A time to move closer toward that goodbye to my home parish. And to stand in the tension of finally having preached to the home flock for the first time,and to soak up their welcome, but also to know that I have probably sung my last Christmas Eve with them; my last Christmas Eve solo. Yet, to feel a peace in this new status after many months of angst over it.
And indeed to prepare the inlaws for the reality that we will not be with them next Christmas Eve, and to incur the blast of wrath for "taking them away just because of something you think you have to do." To be shopping with my mother who is still trying to buy me things I will not wear, in the time when there are only so many days outside of clerics. To hear her say she still cannot get that through her head, but to gently tell both women in my family that in fact over the next year, this change will come.
And finally ending the last vestige of my active legal practice- having now articulated when the last work will be for the two communities I represent, which happens to coincide with when my good friend and town manager is retiring, so we will "ride off into the sunset" at the same time, having had what will probably be the last business lunch before we each leave this community in different ways.

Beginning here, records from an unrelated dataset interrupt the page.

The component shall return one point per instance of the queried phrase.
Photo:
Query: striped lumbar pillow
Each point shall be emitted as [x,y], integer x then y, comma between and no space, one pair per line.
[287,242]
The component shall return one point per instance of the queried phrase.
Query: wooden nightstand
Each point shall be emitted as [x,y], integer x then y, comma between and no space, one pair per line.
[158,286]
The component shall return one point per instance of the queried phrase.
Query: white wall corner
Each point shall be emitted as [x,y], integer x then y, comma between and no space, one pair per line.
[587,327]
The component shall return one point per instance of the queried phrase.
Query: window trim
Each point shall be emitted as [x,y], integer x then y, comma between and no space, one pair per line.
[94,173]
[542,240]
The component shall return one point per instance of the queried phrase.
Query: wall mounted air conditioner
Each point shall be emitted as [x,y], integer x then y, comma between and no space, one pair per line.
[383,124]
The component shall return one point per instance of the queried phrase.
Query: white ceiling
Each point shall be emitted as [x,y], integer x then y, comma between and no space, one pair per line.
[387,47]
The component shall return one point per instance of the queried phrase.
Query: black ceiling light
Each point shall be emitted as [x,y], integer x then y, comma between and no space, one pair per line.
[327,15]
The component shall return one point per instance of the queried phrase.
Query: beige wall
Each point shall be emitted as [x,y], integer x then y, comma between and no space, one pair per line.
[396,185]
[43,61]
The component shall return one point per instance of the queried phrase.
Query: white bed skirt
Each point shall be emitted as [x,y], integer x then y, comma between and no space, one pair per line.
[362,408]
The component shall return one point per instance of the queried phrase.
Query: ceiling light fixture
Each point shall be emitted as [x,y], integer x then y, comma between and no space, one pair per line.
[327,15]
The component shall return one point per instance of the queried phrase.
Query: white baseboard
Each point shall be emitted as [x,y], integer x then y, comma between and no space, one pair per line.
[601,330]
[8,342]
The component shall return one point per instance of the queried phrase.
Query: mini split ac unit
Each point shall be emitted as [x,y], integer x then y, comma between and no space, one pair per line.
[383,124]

Between now and internship, and all of those classes, I continue working several times a month as a chaplain, and to this there is one more first and last. I have gone from the first day of CPE when the facility and all it entailed seemed impossible to fathom, to completing CPE. But now as I did this fall, again this week, I will be helping to train one of the new interns in a shadowing process and to recall where I have been in new ways.
While I am beginning to think about where God may place me for internship, I give thanks for the Spirit's showing that this pattern of firsts and lasts is not one we experience in isolation, but in prayer and contemplation, and in the community with all of those who are placed here in our midst as instruments to that purpose.